Der Hauptgrund, weshalb der Name Winfried Zillig im Musikleben unserer Tage kaum mehr eine Rolle spielt, ist sicherlich in der komplexen Situation seines Wirkens während der NS-Diktatur der Jahre 1933–1945 zu suchen. Zillig war kein Anhänger des Nationalsozialismus, Zillig war kein Mitglied der NSDAP, gleichwohl einfaches Mitglied der Reichsmusikkammer respektive der Reichstheaterkammer. Ferner übernahm Zillig wichtige kulturpolitische Funktionen innerhalb des NS-Staates; so erhielt er kurz nach der erfolgreichen Uraufführung seiner ersten Oper „Rosse“ (Düsseldorf, 11.2.1933; Musikalische Leitung: Jascha Horenstein) eine Anstellung als Erster Kapellmeister in Essen, zur Saison 1940/41 wechselte er in gleicher Position an das Theater der Stadt Posen; dort wurde ihm im September 1941 auch der „Musikpreis des Reichsgaus Wartheland“ verliehen. Dass Zillig darüber hinaus auch die Leitung der „Fachschaft Komponisten im Gau Wartheland“ übernommen habe, „kann nicht gänzlich ausgeschlossen werden, ist aber zumindest sehr zweifelhaft“, so der Musikwissenschaftler Christian Lemmerich in seinem 2012 erschienen Buch „Winfried Zillig. Komponist unter wechselnden Vorzeichen“ – der umfangreichsten und wichtigsten wissenschaftlichen Studie zu Leben und Werk Zilligs.

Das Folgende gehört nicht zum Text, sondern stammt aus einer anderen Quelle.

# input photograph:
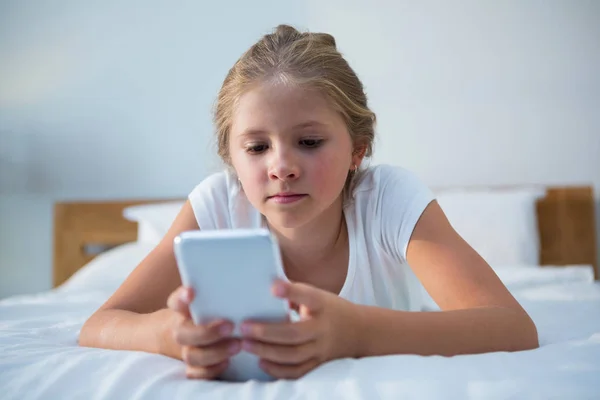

„Das Bedürfnis nach größtmöglicher ‚Normalität‘ schlägt sich bei Zillig – wie bei den meistern Menschen in diktatorischen Systemen – in einer Bereitschaft zu aktiver Einordnung nieder, die schwerer wiegt als der Schutz des eigenen, freien Ichs. Die Ausblendung der eigenen Unterwerfung und der in unmittelbarer Nähe sich vollziehenden
Gräuel gehen dabei Hand in Hand.“ (Christian Lemmerich, 2012)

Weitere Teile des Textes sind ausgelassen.